How many sequences were classified for each run?

Solution

The first column (C or U values) is the easiest one to work with, although you could also get the same result from column 3.

n=1
cut -f ${n} outputs/input_seqs.out | sort | uniq -c
cut -f ${n} outputs/input_seqs.conf_0.1.out | sort | uniq -c
Output
# outputs/input_seqs.out
5205 C
 409 U

# outputs/input_seqs.conf_0.1.out
  10 C
5604 U

As you can see, even a small degree of filtering has a drastic impact on the classification rate. If you are applying a filter value, using a low threshold is recommended to avoid discarding too much usable data.


How reliable are these results?

The input sequences in this exercise are simulated Oxford Nanopore reads from the following organisms;

  1. Tomato (Solanum lycopersicum) (5,447 sequences)
  2. Xyllela fastidiosa (166 sequences)
  3. Potato virus X (1 sequence)

If you skim through the results of both output files, you should note the following:

outputs/input_seqs.out
Lineage Observations
Solanum lycopersicum 4,976
unclassified 409
Xylella fastidiosa 162
Homo sapiens 37
Solanum subgen. Lycopersicon 6
Solanum pennellii 2
Triticum aestivum 2
Asparagus officinalis 1
Flavobacterium sp. 1
Hordeum vulgare 1
Lolium rigidum 1
Oryza brachyantha 1
Pandoraea thiooxydans 1
Potato virus X 1
Setaria viridis 1
Streptomyces cinnabarinus 1
outputs/input_seqs.conf_0.1.out
Lineage Observations
unclassified 5,604
Homo sapiens 6
Solanum lycopersicum 2
Potato virus X 1

What should be apparent here is that while filtering did remove a lot of the noise from our sample (we lost species we know are not truly present) we also lost a signal that was in the sample.

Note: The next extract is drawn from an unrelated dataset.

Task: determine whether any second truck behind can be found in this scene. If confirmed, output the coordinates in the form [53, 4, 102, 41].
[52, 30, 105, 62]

Recommendation for kraken2

Don't let this put you off using kraken2 - it is an excellent tool for rapidly sifting through HTS data for quick summaries. However, results should only be considered indicative in nature, not definitive.

Use kraken2 to make a quick check for names of interest (regulated organisms, host, contamination) but follow up with more thorough investigation.